Russell and Schwartz said for subsoiling to work an integrated design process must be used, bringing in all contractors early on in the process. Maintenance practices also need to be figured out in the beginning and their costs factored into project scopes. Russell said she’s seen too many projects put in thousands of dollars worth of plants, only to see them die because the soil wasn’t providing the right support. So including measures that maintain long-term soil health is need for the system to pay for itself. She said keeping soils healthy over the long-term also means you don’t have to create retention ponds or lay down pipe infrastructure. There’s no need for fertilizer, irrigation. Still, to achieve those benefits, landscape architects should factor in maintenance over the long haul.
To maintain this new sustainable design practice, there then needs to be lots of testing throughout the design and build process.

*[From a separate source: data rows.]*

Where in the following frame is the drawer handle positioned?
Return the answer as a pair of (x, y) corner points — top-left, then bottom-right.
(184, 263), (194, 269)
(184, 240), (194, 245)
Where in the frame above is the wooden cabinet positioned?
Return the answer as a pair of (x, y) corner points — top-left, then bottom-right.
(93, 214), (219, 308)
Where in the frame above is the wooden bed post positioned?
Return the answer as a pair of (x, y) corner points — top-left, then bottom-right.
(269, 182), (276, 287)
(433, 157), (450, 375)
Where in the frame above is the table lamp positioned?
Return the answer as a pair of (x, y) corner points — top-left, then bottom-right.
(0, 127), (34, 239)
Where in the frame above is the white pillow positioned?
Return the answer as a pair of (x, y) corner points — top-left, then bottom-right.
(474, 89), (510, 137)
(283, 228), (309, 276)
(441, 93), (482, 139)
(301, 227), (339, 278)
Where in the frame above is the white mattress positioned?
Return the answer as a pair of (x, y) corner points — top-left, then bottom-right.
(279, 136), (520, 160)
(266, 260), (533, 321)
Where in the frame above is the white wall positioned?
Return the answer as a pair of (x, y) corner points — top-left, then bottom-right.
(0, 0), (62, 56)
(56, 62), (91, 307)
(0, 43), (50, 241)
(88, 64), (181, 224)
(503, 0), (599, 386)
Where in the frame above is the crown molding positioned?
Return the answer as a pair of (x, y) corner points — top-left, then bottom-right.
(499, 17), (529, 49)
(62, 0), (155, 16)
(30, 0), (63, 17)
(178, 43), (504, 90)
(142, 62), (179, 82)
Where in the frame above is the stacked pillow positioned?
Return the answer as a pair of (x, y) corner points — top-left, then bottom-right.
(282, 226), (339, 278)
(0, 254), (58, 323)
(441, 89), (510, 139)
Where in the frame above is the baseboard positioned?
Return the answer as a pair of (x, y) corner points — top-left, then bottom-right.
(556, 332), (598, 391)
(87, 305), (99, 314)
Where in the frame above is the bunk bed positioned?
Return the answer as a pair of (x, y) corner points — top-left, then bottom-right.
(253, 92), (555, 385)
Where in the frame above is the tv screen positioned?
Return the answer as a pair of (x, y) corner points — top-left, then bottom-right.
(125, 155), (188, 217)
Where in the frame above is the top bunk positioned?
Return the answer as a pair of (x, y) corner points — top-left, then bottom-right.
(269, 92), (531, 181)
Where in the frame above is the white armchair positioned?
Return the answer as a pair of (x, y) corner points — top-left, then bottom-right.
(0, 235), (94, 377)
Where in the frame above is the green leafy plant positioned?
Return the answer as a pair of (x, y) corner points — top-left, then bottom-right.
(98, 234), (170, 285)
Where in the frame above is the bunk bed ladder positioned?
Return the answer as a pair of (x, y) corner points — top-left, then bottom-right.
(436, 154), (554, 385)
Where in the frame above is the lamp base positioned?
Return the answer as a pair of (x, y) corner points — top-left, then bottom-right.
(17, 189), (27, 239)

At the beginning of the project, there should be soil testing and aftewards, too. Doing research will also help landscape architects and engineers get regulatory approval. In many communities, these practices may be illegal.
Demand for landscapes with hydrologic function is only growing. In many cities, the demand is driven by the need to meet local stormwater regulations, which call for managing stormwater on site or paying a hefty fine. The goal is to get local policymakers and designers to see healthy soils as a “cost effective stormwater management technique.” Schwartz said: “we really want this to go mainstream.”